Previous studies indicated that urinary glucose (UG) had a limited efficacy in diabetes screening. This study was designed to have a re-evaluation of its efficacy, taking into consideration the collection method of urine and the measurement approach for UG among Chinese adults.

Methods

This cross-sectional study enrolled a total of 7689 participants without known diabetes, who were fasted and asked to empty bladders before a 75 g glucose loading. Urine was collected 2 h post glucose loading, and UG was measured using quantitative and qualitative approaches. The efficacy of UG in detecting diabetes was assessed by the receiver operating characteristic (ROC) curve.

Results

The area under the ROC curve was 0.89 for quantitative UG and 0.87 for qualitative UG. Quantitative UG was positively correlated with fasting plasma glucose (FPG) and 2 h plasma glucose (2 h PG) (r = 0.55 and 0.56, respectively, both P < 0.001). Quantitative UG displayed a sensitivity of 82.9% and a specificity of 84.7% in detecting diabetes at the corresponding optimal cutoff of 130 mg. Qualitative UG exhibited a sensitivity of 80.2% and a specificity of 85.6% at the optimal cutoff of glycosuria + 1. In addition, the sensitivity of both quantitative and qualitative UG was significantly higher than that of HbA1c (≥ 6.5%) (P < 0.001) and had a comparable sensitivity to 2 h PG (≥ 11.1 mmol/L) (P = 0.493).

Conclusions

UG, either quantitatively or qualitatively measured at 2 h post glucose loading, was effective in diabetes screening. This indicates that UG is a feasible approach for diabetes screening.

Keywords

Diabetes mellitus Screening Glycosuria Urinary glucose 

Notes

Acknowledgements

We owe our sincere thanks to the local research teams and colleagues for assistance in participant recruitment. We are grateful to many residents of Jiangsu Province who participated in this study. We thank all the staff who were involved in this study for their important contributions.

Funding

This work was supported by a grant from the National Key R&D Program of China (2016YFC1305700), the National Key Scientific Instrument and Equipment Development Project of China (No. 51627808) and  the Key Program for Clinical Medicine and Science and Technology, Jiangsu Province, China (BL2014079).
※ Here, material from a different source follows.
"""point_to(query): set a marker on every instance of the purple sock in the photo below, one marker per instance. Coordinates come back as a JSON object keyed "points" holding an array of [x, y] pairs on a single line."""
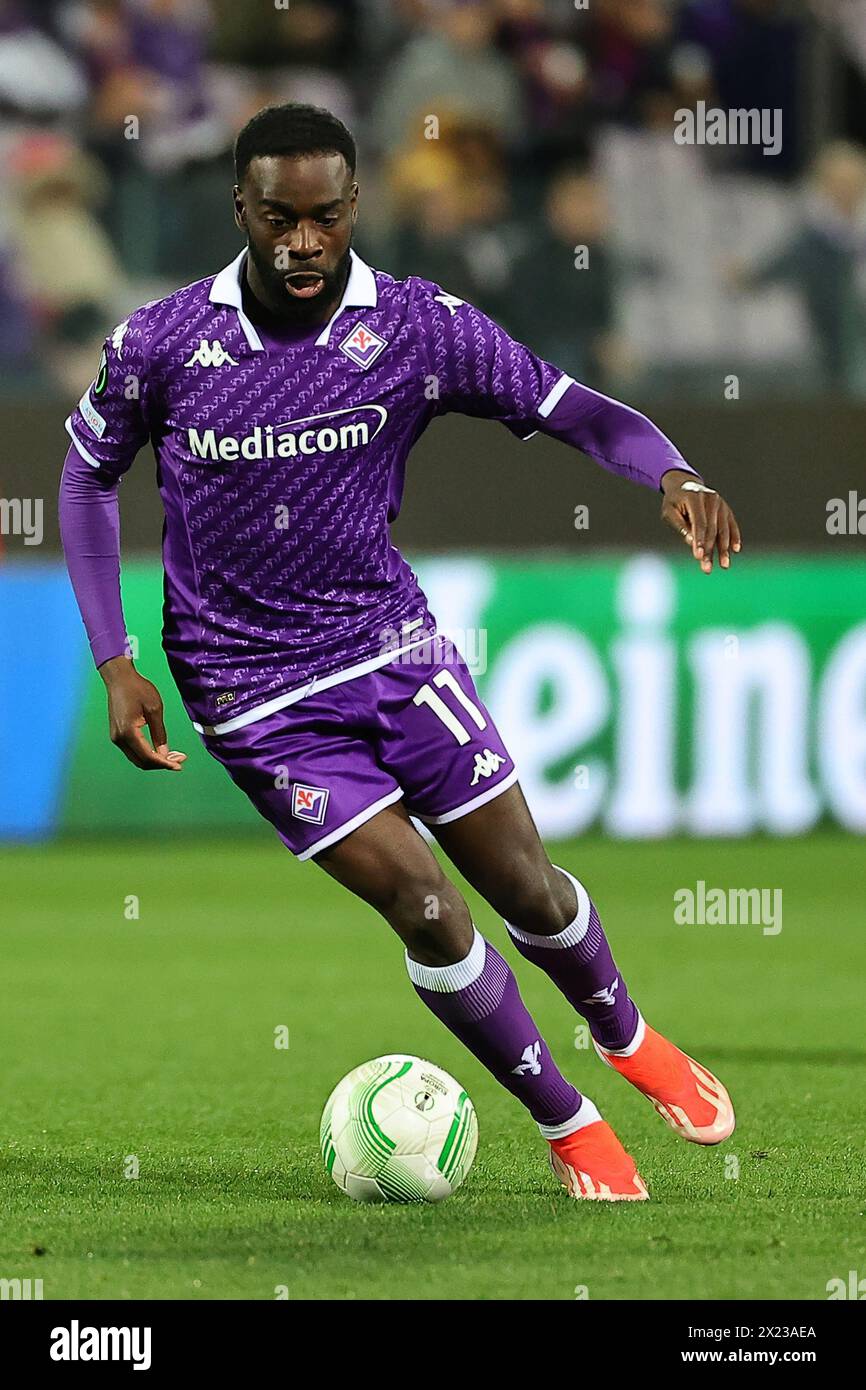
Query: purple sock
{"points": [[580, 963], [478, 1001]]}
Compliance with Ethical Standards

Conflict of interest

The authors declare that they have no conflict of interest.

Ethical approval

All procedures performed in studies involving human participants were in accordance with the ethical standards of Jiangsu Provincial Center for Disease Control and Prevention and Zhongda Hospital, Southeast University and with the 1964 Helsinki Declaration and its later amendments.

Informed consent

Informed consent was obtained from all participants included in the study.

Data availability

Data are available from the corresponding author for researchers who meet the criteria for access to confidential data. Please contact Zilin Sun (email: sunzilin1963@126.com).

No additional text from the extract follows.